Pomeriggio da incubo. Il Trapani perde a Francavilla Fontana e vede il Lecce scappare via a +5 in virtù della vittoria dei salentini al “Granillo” di Reggio Calabria. Granata mai davvero pericolosi in area avversaria con gli attaccanti che hanno fatto fatica a trovare l’incursione giusta per trafiggere il portiere pugliese; in attesa del Catania, impegnata nel Monday night, il Trapani interrompe bruscamente la sua rincorsa con una sconfitta sorprendente vista la sterilità offensiva della Virtus che in casa non segnava dal 17 Dicembre.

Calori schiera Palumbo in regia con ai suoi lati Scarsella e Steffè, in difesa si rivedono Drudi (uscito anzitempo per un infortunio apparentemente grave, ndr) e Silvestri; la Virtus di mister D’Agostino opta per il classico 3-5-2 con Partipilo e Anastasi come tandem offensivo.

La prima frazione vede la Virtus imporre subito il ritmo del match e provare la prima conclusione dopo appena 6 minuti con Partipilo che calcia debolmente; al 16’ potenziale palla-gol per i granata con un affondo di Visconti sull’out mancino che innesca Murano anticipato però dalla difesa di casa.
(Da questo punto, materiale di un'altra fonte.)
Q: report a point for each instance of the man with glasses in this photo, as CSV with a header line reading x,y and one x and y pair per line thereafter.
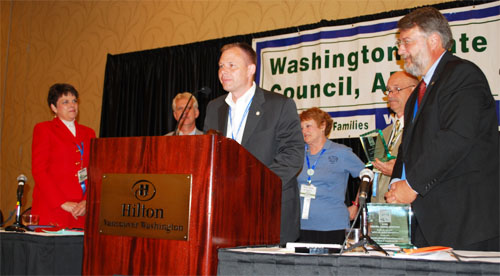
x,y
399,87
447,165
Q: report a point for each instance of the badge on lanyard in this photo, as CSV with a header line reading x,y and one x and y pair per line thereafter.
x,y
308,192
82,175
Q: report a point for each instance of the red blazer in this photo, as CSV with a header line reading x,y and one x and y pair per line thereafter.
x,y
55,163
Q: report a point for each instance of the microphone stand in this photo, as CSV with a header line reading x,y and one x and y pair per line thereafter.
x,y
176,133
365,238
17,226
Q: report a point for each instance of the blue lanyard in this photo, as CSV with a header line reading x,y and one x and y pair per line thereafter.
x,y
242,119
314,165
80,149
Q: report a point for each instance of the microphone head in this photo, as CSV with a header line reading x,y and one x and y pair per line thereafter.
x,y
22,178
366,173
205,90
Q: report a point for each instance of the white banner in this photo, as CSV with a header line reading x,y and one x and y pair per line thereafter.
x,y
344,69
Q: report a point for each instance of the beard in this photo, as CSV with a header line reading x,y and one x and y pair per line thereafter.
x,y
418,63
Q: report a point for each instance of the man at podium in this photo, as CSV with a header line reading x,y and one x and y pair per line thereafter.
x,y
187,125
264,123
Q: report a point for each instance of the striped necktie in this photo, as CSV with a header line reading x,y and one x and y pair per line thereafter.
x,y
421,91
396,132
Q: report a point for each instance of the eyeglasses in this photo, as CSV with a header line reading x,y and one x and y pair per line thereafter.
x,y
405,42
397,89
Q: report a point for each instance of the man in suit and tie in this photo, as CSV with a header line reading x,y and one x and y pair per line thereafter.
x,y
264,123
399,87
447,166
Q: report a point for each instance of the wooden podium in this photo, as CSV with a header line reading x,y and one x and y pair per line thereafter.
x,y
235,201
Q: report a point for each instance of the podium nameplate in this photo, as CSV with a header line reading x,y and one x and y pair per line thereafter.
x,y
146,205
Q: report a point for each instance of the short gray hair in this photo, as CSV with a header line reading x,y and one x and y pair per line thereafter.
x,y
184,95
429,20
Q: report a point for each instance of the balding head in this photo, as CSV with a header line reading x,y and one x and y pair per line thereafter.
x,y
400,85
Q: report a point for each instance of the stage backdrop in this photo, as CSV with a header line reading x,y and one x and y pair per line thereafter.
x,y
344,69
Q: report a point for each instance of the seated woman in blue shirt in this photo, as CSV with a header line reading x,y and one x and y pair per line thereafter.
x,y
323,181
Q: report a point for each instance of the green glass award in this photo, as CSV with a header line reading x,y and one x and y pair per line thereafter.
x,y
374,146
390,223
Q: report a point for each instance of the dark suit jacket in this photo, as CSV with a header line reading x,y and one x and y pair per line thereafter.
x,y
450,152
273,135
55,162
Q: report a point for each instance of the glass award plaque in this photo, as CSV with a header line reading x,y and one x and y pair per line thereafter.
x,y
390,223
374,146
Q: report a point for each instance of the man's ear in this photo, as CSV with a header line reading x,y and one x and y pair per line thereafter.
x,y
53,108
251,69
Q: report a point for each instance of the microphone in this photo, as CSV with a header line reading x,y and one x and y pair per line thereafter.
x,y
205,90
366,176
18,226
21,180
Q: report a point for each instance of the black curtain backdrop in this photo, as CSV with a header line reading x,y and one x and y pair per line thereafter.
x,y
139,86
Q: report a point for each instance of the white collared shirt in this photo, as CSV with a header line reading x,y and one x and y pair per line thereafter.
x,y
237,115
394,130
70,125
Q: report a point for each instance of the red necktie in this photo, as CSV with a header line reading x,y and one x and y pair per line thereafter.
x,y
421,91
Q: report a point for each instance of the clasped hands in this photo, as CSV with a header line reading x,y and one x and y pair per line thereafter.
x,y
76,209
400,192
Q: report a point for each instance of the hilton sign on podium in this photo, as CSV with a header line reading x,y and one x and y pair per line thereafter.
x,y
146,205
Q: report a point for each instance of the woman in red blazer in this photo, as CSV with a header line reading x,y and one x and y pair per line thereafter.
x,y
60,157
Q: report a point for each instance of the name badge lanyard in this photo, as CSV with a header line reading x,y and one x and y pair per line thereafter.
x,y
309,191
242,119
82,183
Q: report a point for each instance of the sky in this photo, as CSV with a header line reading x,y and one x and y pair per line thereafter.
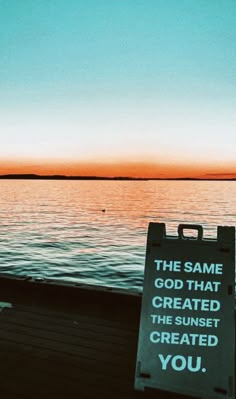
x,y
119,88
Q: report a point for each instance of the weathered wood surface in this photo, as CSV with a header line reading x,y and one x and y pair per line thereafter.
x,y
66,342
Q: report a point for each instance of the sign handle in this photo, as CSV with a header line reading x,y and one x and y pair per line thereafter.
x,y
197,227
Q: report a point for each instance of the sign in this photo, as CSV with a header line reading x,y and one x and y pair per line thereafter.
x,y
187,328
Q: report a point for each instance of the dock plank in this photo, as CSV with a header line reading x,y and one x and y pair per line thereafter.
x,y
64,343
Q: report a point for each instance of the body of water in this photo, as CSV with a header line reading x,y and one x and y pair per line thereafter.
x,y
94,232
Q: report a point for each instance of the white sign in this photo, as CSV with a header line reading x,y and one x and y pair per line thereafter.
x,y
187,328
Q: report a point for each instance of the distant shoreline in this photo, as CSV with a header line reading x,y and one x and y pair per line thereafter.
x,y
64,177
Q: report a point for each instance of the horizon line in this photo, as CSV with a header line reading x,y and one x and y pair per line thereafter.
x,y
34,176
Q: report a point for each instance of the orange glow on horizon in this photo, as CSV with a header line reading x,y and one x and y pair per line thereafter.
x,y
129,169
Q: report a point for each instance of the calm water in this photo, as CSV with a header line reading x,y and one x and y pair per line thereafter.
x,y
56,229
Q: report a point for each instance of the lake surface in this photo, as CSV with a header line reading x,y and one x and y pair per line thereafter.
x,y
58,229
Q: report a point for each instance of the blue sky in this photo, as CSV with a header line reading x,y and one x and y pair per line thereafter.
x,y
124,80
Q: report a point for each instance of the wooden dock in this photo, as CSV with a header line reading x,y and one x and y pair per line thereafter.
x,y
67,341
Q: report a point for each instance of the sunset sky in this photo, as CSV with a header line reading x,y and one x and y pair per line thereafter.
x,y
128,87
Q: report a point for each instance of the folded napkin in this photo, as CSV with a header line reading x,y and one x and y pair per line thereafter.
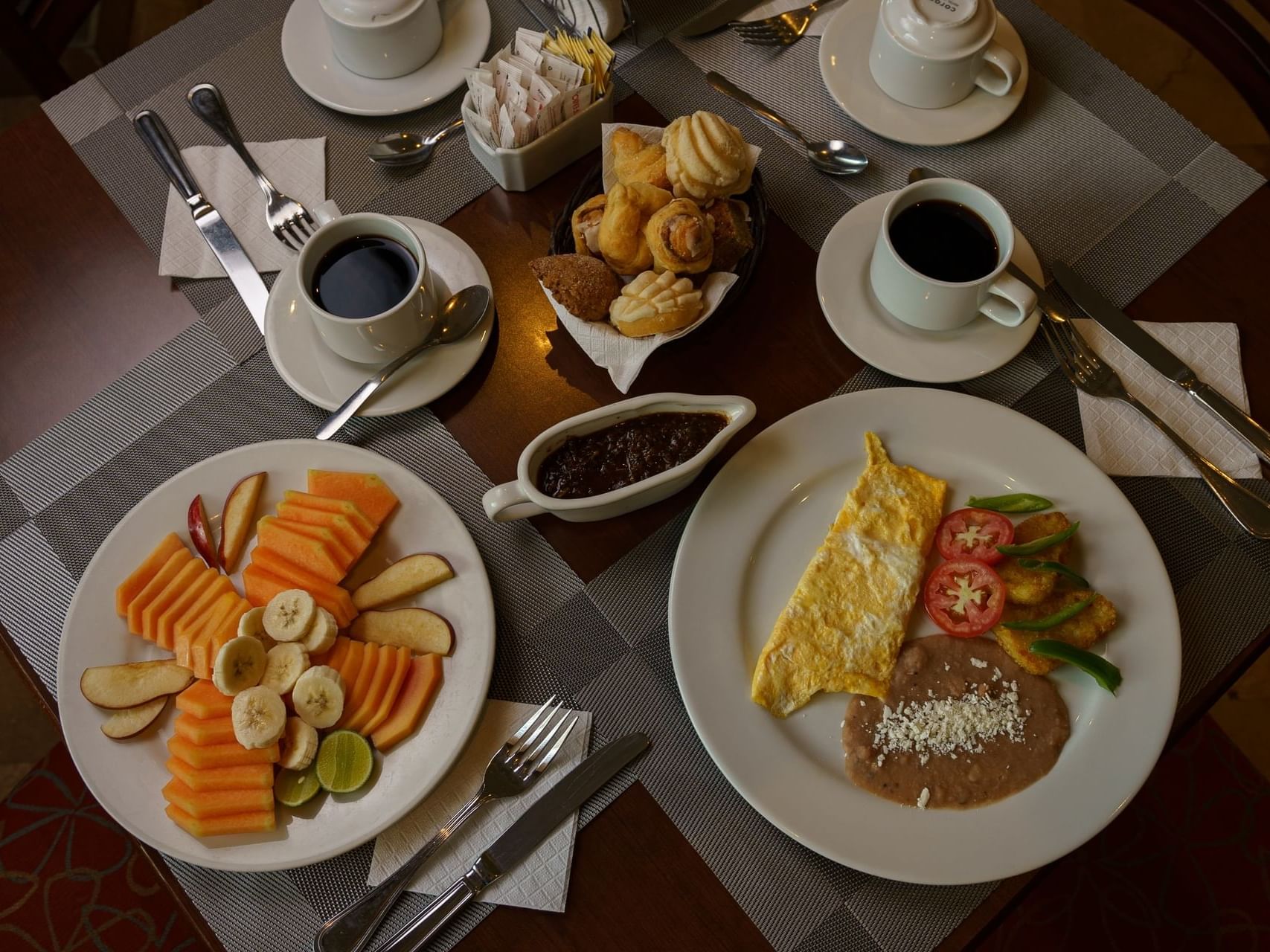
x,y
775,8
298,167
1123,443
539,882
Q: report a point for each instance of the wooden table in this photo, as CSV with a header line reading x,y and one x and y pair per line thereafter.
x,y
80,305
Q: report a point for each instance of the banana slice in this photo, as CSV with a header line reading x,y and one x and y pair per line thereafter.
x,y
298,745
283,664
319,696
289,614
239,666
258,716
321,635
251,626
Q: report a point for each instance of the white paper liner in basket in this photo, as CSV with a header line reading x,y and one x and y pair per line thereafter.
x,y
607,347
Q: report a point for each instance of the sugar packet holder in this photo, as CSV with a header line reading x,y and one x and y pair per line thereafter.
x,y
621,356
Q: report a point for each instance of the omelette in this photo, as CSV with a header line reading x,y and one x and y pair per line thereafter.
x,y
845,623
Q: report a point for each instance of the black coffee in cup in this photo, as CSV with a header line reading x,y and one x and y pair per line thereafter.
x,y
364,276
945,240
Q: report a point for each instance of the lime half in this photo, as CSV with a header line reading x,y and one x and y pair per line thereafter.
x,y
344,762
Al 21’ la più grande chance di tutto il match per i granata: prima Scarsella ci prova ma il suo tiro viene ribattuto, poi sul susseguente cross Evacuo di testa centra la porta ma la palla viene spazzata sulla linea di porta per la disperazione di Calori che stava già per esultare. La Virtus Francavilla nella parte centrale del primo tempo molla un po’ la presa e il Trapani viene fuori e rischia di passare al 31’ con Murano che, da ottima posizione, manda incredibilmente fuori con un colpo di testa impreciso. Al 36’ altra occasione granata sugli sviluppi di un corner ma il colpo di testa di Silvestri si spegne sul fondo dopo una deviazione (non vista dall’arbitro che assegna rimessa dal fondo, ndr). A 2’ dalla fine della prima frazione, la formazione di casa si rende di nuovo pericolosa con un contropiede non finalizzato al meglio da Anastasi che calcia a giro da fuori area non centrando o specchio della porta.
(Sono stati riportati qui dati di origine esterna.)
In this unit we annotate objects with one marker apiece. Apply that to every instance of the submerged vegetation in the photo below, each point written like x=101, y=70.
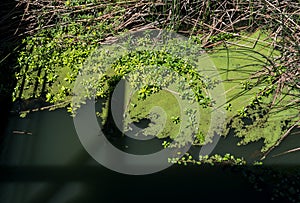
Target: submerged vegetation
x=253, y=44
x=255, y=50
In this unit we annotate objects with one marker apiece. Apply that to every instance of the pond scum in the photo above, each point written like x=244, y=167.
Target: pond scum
x=254, y=45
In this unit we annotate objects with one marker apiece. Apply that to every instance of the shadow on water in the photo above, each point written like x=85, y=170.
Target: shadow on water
x=51, y=166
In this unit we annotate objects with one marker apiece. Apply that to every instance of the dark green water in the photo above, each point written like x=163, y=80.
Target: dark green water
x=52, y=166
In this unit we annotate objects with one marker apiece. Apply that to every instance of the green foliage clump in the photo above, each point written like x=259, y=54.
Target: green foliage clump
x=215, y=159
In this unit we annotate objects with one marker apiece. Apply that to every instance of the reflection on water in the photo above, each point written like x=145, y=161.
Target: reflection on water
x=48, y=164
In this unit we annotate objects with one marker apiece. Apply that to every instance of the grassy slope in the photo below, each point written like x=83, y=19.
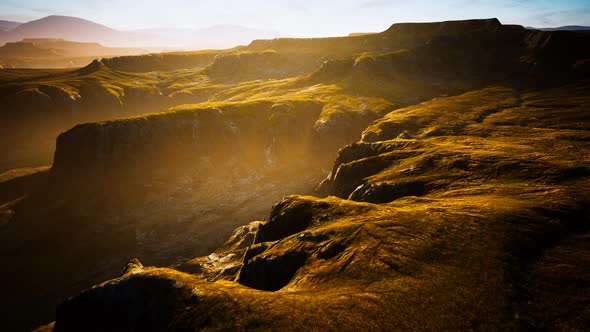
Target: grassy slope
x=461, y=256
x=354, y=91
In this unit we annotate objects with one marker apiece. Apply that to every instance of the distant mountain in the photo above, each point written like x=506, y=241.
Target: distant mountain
x=70, y=28
x=57, y=53
x=7, y=25
x=566, y=27
x=215, y=37
x=80, y=30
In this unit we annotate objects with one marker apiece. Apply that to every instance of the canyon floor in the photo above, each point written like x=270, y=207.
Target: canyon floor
x=430, y=177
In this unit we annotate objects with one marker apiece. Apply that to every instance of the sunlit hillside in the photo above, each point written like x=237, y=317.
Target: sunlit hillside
x=433, y=176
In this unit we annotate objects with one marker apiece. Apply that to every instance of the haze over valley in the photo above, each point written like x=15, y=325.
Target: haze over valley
x=430, y=176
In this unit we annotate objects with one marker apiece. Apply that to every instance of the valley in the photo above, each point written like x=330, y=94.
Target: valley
x=433, y=176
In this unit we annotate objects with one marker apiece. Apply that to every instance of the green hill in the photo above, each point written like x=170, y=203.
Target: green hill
x=431, y=176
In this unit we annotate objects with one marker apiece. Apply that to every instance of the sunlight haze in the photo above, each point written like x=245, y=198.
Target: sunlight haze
x=298, y=17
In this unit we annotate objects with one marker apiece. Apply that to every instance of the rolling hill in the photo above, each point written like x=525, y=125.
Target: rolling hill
x=431, y=176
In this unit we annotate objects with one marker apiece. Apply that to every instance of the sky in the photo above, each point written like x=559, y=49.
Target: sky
x=299, y=18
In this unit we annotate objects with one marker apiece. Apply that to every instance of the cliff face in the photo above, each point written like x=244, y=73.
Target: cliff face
x=453, y=206
x=436, y=213
x=213, y=140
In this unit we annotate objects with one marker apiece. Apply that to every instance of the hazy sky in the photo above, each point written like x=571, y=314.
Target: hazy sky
x=299, y=17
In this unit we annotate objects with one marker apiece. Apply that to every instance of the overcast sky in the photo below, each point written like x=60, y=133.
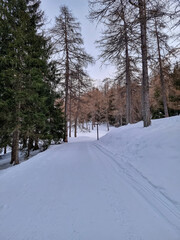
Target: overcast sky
x=90, y=32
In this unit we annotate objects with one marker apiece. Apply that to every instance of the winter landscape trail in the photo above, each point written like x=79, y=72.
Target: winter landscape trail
x=78, y=191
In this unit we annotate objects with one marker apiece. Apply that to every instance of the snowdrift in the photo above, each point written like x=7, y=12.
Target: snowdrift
x=153, y=151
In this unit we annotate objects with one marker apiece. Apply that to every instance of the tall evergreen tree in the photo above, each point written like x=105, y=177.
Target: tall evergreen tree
x=69, y=46
x=27, y=93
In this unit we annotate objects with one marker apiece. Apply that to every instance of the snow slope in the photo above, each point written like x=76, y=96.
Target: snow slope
x=96, y=190
x=153, y=151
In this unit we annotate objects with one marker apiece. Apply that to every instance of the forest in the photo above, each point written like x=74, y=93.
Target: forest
x=45, y=89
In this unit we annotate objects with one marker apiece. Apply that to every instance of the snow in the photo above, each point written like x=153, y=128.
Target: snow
x=124, y=186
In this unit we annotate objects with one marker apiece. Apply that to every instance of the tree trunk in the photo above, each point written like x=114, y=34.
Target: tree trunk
x=75, y=128
x=97, y=131
x=5, y=149
x=163, y=86
x=70, y=114
x=36, y=146
x=145, y=80
x=107, y=125
x=30, y=146
x=128, y=80
x=66, y=87
x=15, y=147
x=24, y=142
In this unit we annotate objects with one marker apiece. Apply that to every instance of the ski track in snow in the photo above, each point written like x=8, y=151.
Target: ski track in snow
x=79, y=191
x=146, y=189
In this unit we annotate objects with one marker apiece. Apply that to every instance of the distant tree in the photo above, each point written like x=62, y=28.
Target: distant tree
x=118, y=40
x=26, y=87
Nella ripresa il Trapani entra molle e senza determinazione in campo e il centro del ring viene preso dalla compagine pugliese che non rischia praticamente nulla nella ripresa e domina per tutta la frazione. Al 65’ la supremazia della Virtus viene premiata con un calcio di rigore a favore per fallo di mani di Fazio su un tiro di Triarico: dal dischetto si presenta Anastasi che incrocia la conclusione ma trova un riflesso straordinario di Furlan che nega la gioia al numero 9 di casa. Nonostante il rigore sbagliato la Virtus Francavilla continua a spingere e il Trapani non riesce a reagire; Calori le prova tutte con Minelli alle spalle di Polidori e Murano e una difesa a quattro. All’81 la svolta del match: Albertini (appena entrato, ndr) trova impreparato Visconti sulla corsia mancina e crossa teso in mezzo dove Biason è più lesto di tutti e trafigge Furlan con un comodo tap-in. Il Trapani esce di scena e al 92’ incassa il raddoppio: contropiede finalizzato al meglio dall’ex Madonia e granata che interrompono così la loro corsa verso la promozione.

Stop pesante ma meritato per gli uomini di Calori che non hanno mai trovato il bandolo della matassa al “Fanuzzi” di Brindisi; tre punti pesanti per la Virtus che adesso sogna i playoff e involontariamente da un favore ai cugini salentini.